В сумятице мыслей, обуревавших его тогда, была одна — главная: в его руках оказался сигнал — редкая удача, единственный шанс. Теперь все зависит от столь же удачного и быстрого вывода из-под удара людей и техники. Он мог положиться сейчас только на себя. Такой пришел момент. И тут речь шла не об удаче, но о выдержке и воле.

Наступала ночь, киевская жовто-блакитная ночь с конными и пешими патрулями, с безлюдными улицами среди уснувших или притаившихся домов.

Пока он добирался до Подола, где была основная квартира подполья, у него дважды проверили документы. Выручили солидный вид и уверенная манера — в соответствии с документом. От третьего патруля ему удалось укрыться, перепрыгнув через ограду какого-то сада.

Квартира располагалась во флигеле в глубине двора. Это была летняя кухня барского дома, сейчас опустевшая, — удобное место, казалось, надежнейшее.

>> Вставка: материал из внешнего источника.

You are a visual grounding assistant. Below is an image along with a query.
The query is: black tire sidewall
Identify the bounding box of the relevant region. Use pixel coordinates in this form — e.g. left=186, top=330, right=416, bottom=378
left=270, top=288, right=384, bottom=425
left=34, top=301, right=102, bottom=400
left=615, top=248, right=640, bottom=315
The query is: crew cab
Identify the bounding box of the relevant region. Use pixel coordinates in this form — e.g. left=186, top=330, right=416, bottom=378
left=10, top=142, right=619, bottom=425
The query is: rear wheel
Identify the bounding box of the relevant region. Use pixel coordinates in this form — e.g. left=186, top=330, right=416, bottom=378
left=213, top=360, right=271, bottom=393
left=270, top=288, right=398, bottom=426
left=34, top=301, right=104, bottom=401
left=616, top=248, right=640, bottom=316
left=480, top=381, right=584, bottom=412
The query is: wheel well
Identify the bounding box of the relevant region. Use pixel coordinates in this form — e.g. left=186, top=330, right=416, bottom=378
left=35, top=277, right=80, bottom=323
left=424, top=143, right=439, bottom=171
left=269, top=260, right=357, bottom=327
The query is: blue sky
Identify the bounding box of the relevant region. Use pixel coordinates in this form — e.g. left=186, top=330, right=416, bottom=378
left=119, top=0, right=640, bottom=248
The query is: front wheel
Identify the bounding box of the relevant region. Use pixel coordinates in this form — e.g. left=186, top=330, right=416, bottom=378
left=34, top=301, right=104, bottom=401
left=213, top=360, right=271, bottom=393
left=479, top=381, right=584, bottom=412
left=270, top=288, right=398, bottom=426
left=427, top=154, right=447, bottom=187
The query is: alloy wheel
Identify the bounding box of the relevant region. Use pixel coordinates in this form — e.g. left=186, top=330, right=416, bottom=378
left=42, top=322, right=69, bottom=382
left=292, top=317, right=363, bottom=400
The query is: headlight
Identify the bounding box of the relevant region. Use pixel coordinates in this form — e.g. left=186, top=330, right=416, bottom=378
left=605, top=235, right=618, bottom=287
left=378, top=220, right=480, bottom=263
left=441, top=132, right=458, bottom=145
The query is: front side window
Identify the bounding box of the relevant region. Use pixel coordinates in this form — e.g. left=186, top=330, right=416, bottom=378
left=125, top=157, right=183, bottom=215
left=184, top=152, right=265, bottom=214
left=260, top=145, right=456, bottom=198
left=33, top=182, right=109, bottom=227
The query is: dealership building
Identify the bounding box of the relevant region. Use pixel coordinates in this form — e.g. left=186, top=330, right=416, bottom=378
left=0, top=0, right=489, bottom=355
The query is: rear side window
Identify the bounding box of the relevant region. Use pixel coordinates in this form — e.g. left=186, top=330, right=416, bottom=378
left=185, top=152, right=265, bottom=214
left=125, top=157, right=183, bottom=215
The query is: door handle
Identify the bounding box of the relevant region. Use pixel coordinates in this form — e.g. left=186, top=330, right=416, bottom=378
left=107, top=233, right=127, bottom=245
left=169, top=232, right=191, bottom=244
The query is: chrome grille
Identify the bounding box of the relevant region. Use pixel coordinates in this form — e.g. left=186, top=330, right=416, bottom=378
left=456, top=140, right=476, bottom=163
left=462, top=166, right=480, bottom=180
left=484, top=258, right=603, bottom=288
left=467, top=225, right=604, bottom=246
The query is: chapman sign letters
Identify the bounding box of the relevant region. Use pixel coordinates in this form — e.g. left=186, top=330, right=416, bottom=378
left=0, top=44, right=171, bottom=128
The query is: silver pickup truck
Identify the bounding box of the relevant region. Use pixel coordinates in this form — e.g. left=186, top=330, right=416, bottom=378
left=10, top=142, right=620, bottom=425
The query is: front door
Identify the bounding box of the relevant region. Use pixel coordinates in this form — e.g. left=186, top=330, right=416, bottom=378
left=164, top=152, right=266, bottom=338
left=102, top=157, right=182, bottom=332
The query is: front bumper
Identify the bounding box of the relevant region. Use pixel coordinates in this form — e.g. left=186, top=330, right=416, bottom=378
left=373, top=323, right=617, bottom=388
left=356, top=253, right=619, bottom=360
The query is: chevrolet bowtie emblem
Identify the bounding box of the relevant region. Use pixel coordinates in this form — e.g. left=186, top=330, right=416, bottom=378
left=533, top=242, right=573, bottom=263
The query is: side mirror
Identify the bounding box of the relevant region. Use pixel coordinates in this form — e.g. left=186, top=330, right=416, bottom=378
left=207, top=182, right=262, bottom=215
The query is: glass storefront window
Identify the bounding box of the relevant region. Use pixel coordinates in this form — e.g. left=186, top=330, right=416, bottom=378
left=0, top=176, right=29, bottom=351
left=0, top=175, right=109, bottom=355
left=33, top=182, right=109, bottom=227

Как хорошо, что он все же подготовил другое, на случай провала.

С разбуженным хозяином квартиры быстро договорились о способе «эвакуации». Ранним утром следующего дня с обычным в Киеве протяжным возгласом: «Стары вещи, стары вещи, берем, покупаем!» — бродячий скупщик старья, с пустыми мешками слоняющийся по улице, был приглашен в деревянный флигель в саду. И вышел оттуда — с грузом. Благодаря тому, что было подготовлено резервное убежище, переброска прошла без потерь. И еще потому, что в ту же ночь ему удалось подготовить товарища на роль старьевщика.